It is certainly for sale. An ancient old lady with deep wrinkles sits at a small table on the boardwalk. Shawl over the head, dressed in black and dark mourning edges under the nails. On the table in front of her are various kinds of dried fish on a table. Buy buy, she says in Portuguese. The flattened mackerel and squid look at me. No thanks, I'm not in the mood for snacks right now.

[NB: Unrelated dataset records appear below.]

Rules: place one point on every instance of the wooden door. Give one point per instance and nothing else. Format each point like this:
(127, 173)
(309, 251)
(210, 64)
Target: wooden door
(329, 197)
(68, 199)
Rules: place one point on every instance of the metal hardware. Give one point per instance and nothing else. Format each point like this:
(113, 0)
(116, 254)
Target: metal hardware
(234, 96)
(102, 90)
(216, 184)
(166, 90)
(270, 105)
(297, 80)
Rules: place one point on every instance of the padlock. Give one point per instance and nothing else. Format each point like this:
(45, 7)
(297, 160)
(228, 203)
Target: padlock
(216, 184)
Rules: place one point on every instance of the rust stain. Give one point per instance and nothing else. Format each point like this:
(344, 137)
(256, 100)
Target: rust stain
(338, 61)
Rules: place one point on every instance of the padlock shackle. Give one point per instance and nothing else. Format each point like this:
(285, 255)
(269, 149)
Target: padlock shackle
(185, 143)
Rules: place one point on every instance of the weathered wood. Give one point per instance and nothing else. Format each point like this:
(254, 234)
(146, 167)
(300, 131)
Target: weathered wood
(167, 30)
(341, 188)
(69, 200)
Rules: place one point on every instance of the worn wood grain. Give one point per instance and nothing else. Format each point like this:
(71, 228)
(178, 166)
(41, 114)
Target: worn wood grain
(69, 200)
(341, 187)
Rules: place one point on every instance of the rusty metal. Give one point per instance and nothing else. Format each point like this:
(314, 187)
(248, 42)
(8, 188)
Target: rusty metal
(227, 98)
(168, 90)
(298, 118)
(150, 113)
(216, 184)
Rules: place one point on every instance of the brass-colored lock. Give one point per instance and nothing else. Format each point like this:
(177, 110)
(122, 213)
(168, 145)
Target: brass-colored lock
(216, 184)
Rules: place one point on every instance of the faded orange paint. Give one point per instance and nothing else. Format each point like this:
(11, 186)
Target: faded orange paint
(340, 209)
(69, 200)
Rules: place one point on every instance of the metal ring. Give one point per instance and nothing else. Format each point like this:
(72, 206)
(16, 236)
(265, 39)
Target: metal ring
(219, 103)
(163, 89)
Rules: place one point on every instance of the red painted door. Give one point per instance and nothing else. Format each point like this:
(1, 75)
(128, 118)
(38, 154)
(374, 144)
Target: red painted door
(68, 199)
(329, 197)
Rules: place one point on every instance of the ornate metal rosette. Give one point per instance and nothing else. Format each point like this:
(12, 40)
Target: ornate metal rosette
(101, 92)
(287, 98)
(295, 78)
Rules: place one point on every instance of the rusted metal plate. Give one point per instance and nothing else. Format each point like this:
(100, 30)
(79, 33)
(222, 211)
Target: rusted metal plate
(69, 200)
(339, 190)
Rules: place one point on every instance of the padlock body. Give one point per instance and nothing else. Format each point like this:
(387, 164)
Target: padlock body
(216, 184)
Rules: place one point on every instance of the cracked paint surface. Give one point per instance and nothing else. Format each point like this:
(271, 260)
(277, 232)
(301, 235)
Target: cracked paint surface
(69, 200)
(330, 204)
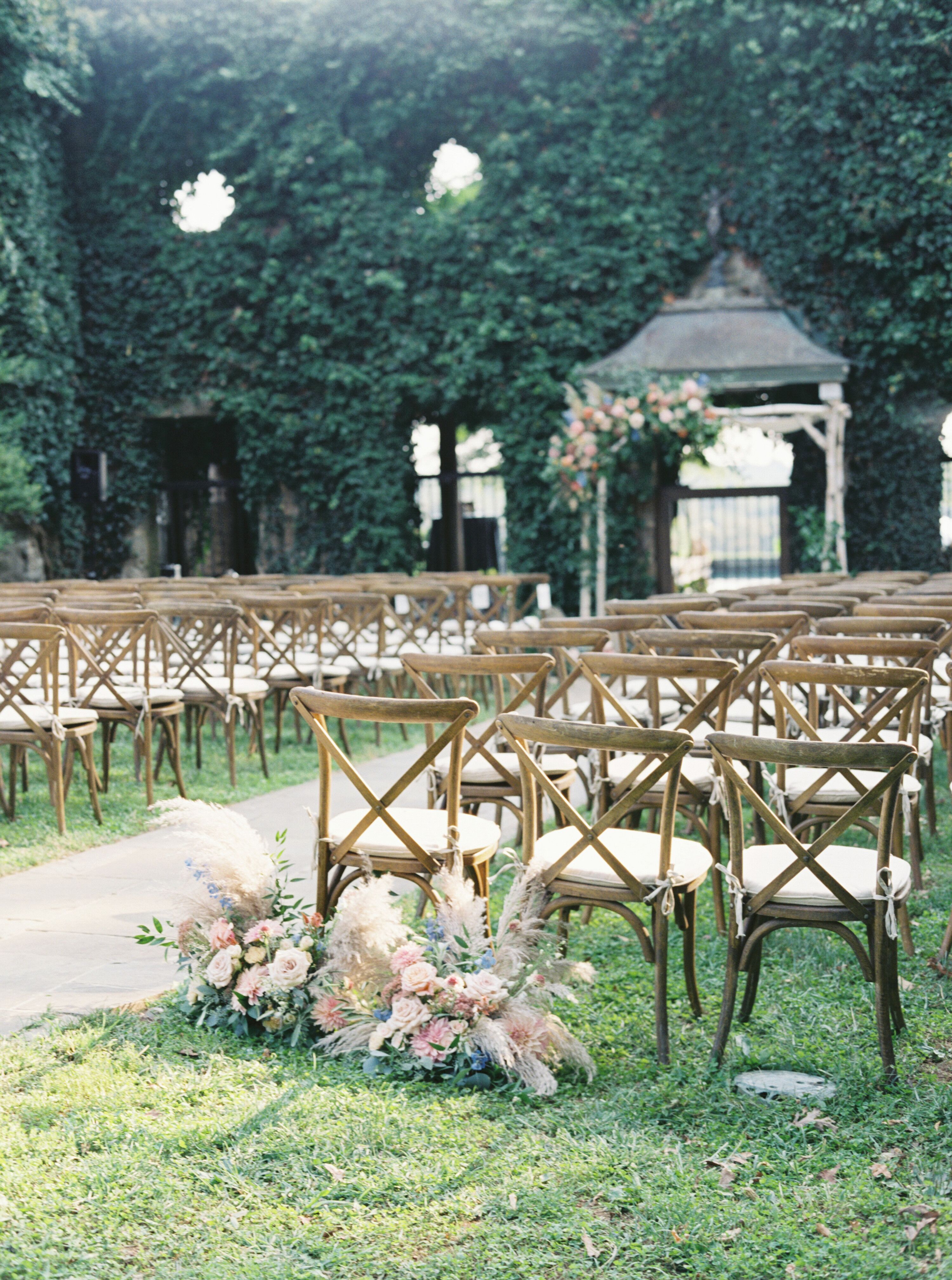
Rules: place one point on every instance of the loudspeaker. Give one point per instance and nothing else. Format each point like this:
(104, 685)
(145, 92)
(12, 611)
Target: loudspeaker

Fishing is an important part of Portugal's history. The long western coast towards the cold Atlantic has always been an important source of income and fed a growing population. The ocean's great depth, nutrient-rich water and diversity of organisms bring with it large, nutritious fish species and quantities of shellfish. Fresh fish has never been a problem to get here in Nazaré. What has been difficult is storage. How could one keep the fish fresh in this heat?

An elderly man in a blue cap places cleaned mackerel on racks under a safety net on the beach. It's a bit of a puzzle to get as many fish as possible on the racks, but it goes away. He has done this many times. Probably for at least 50 years. The strong sun gasses the fish and the warm sand makes the air almost vibrate. After three days in the sun's rays, the fish is dried and ready to be sold. Dried fish lasts a very long time without a refrigerator.

The average age among the fishermen on the beach is high. It feels like they were all born around the time Salazar came to power. Military coup, dictatorship and revolution. What a history they carry. The only thing that has been constant throughout their long lives is the dried fish, which is dried as it always has been. The contrast is great with the colorful bathing suits and surfboards a little further down the beach. Some things evolve. Others not.

A trip in Portugal is a trip in the land of dried cod. Every single restaurant we visited during our trip around northern Portugal served bacalhao – cod. It is easy to think that cod is a native fish, but there is not a single cod lying here drying in the sun in Nazaré. Cod does not thrive in the waters off Portugal, but lives in the cold waters around Norway, Iceland and Newfoundland. So how can a non-Portuguese fish become more Portuguese than the local fish?
The answer lies far back in history, all the way back to the 15th century and the Portuguese explorers. When the Portuguese during their voyages of discovery discovered the large quantities of cod off Newfoundland, they signed a fishing agreement with England. But the distance home to Portugal was too great to be able to bring the fish home fresh. So they started salting and drying the cod on board the fishing boats, which increased the shelf life of the cod to several months. So if you see bacalhao on the menu, it is salted, dried and soaked cod that is either grilled, boiled or fried. If you want fresh cod, look for it bacalhao fresca instead. Bacalhao is eaten year-round here in Portugal, but it is a mandatory part of the Portuguese Christmas celebration. Much like our lutefish was popular on the Christmas table in the old days.

We leave the stranded fishermen to their fate in the sun and walk past the multicolored fishing boats. They are very nice, almost so nice that I wonder if they are just there as memorials of a bygone era. It is said that the fishermen continue to pull up their boats here on the beach every day, even though nowadays there is a port. While it is unclear if these boats are catching any fish these days, they are very picturesque. We take some pictures. Maybe a few too many.
Isn't it time for coffee soon? Maybe something good to nibble on? We glance at the aunt with the dried fish. Well, it will probably be an ice cream today.